Point de départ : relier cet article à notre cadre des compétences comportementales
Chez UNREST, on traite le changement comme une compétence cognitive, comportementale et relationnelle. L'état d'esprit de développement est une brique utile, mais ce n'est pas une « valeur » à afficher. Ce qui compte, c'est ce que les personnes font quand un projet dérape, quand un feedback pique, ou quand une nouvelle compétence résiste.
Je m'appuie ici sur le cadre posé dans l'article de référence, sans le réexpliquer. L'objectif est d'aller plus loin sur ce point précis, avec des leviers praticables en contexte managérial et RH. Si vous voulez le panorama complet avant d'entrer dans le détail, commencez par notre article sur les compétences comportementales.
Pourquoi j'évite la version « pensée positive » du sujet (et pourquoi c'est utile en entreprise)
La version « pensée positive » promet une motivation sans friction. En réalité, au travail, la friction est le matériau d'entraînement. Quand on réduit le sujet à « croire en soi », on rate le cœur du mécanisme : les croyances sur l'apprentissage pilotent des micro-choix quotidiens (demander de l'aide, tester, persévérer, analyser une erreur).
Et puis, l'organisation a sa part de responsabilité.

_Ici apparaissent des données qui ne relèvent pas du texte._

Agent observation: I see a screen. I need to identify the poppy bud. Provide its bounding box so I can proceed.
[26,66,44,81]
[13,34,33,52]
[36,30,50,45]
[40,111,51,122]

Un discours pro-apprentissage avec des systèmes de sanction sur l'erreur produit surtout du cynisme.
Définition opérationnelle : de quoi parle-t-on, concrètement ?
Définition de l'état d'esprit de développement dans une situation de travail
On parle d'état d'esprit de développement quand une personne suppose que ses compétences peuvent évoluer par l'effort, la stratégie et l'aide des autres. Traduction opérationnelle : face à une tâche difficile, elle privilégie la progression plutôt que la protection de son image. Elle traite l'information (résultats, erreurs, retours) comme une matière première. Et elle ajuste son comportement au lieu de conclure sur son identité.
Au travail, cela se voit surtout dans trois moments : l'entrée dans une zone d'incompétence temporaire, la gestion de l'échec, et la réponse au feedback.
Les croyances en jeu : croyances sur l'intelligence, la compétence, l'effort et le feedback
Les travaux de Carol Dweck ont mis le projecteur sur des « théories implicites » : ce que l'on croit au sujet de l'intelligence et des aptitudes influence directement motivation et persévérance. L'enjeu n'est pas philosophique. Il est comportemental : ces croyances orientent le choix des objectifs, l'effort consenti, et la manière de lire les signaux d'échec.
Ce que le concept ne dit pas : limites, contresens fréquents et effets pervers
Premier contresens : croire que l'état d'esprit de développement suffit sans ressources (temps, formation, droit à l'essai). Deuxième contresens : valoriser l'effort en soi, même quand la stratégie est mauvaise. L'effort n'est utile que s'il nourrit une boucle d'ajustement.
Effet pervers classique : en faire une injonction morale. « Si tu n'y arrives pas, c'est que tu n'as pas le bon état d'esprit. » C'est confortable pour l'organisation, et souvent injuste.
Origines et cadre scientifique : Carol Dweck, sans le folklore
La contribution de Carol Dweck : croyances implicites et comportements observables
Carol Dweck a popularisé la distinction entre une mentalité de croissance et un état d'esprit fixe, à partir de recherches sur la façon dont les personnes interprètent l'échec et l'effort. Le point important n'est pas le vocabulaire. C'est l'idée que nos croyances sur la malléabilité des compétences changent ce que l'on fait ensuite : persévérer, demander un retour, essayer une autre stratégie.
En entreprise, on gagne à lire ce cadre comme une grille de comportements. Pas comme une étiquette psychologique collée sur les individus.
Ce que la recherche permet d'affirmer (et ce qu'elle n'éclaire pas)
On peut affirmer que certaines croyances favorisent la persévérance et l'apprentissage, surtout quand la tâche est complexe et que l'erreur est informative. On peut aussi affirmer que le langage managérial et les systèmes de reconnaissance influencent ces croyances. C'est déjà beaucoup.
En revanche, la recherche n'efface pas les contraintes structurelles : surcharge, inégalités d'accès aux opportunités, arbitrages politiques. Un état d'esprit de développement ne compense pas un système qui rend l'apprentissage impraticable.
État d'esprit fixe vs état d'esprit de développement : différences utiles pour les RH
Signaux faibles d'un mindset fixe dans les équipes et les comités
- Réunions où l'on « explique » surtout pourquoi ce n'est pas possible.
- Évitement des sujets flous : on réclame des certitudes avant d'essayer.
- Obsessions de comparaison : qui a l'air compétent, qui se trompe, qui perd la face.
- Feedback réduit au verdict (« bon / pas bon ») au lieu d'un plan d'ajustement.
Ces signaux ne prouvent rien sur les personnes. Ils indiquent souvent un contexte où l'erreur coûte trop cher socialement.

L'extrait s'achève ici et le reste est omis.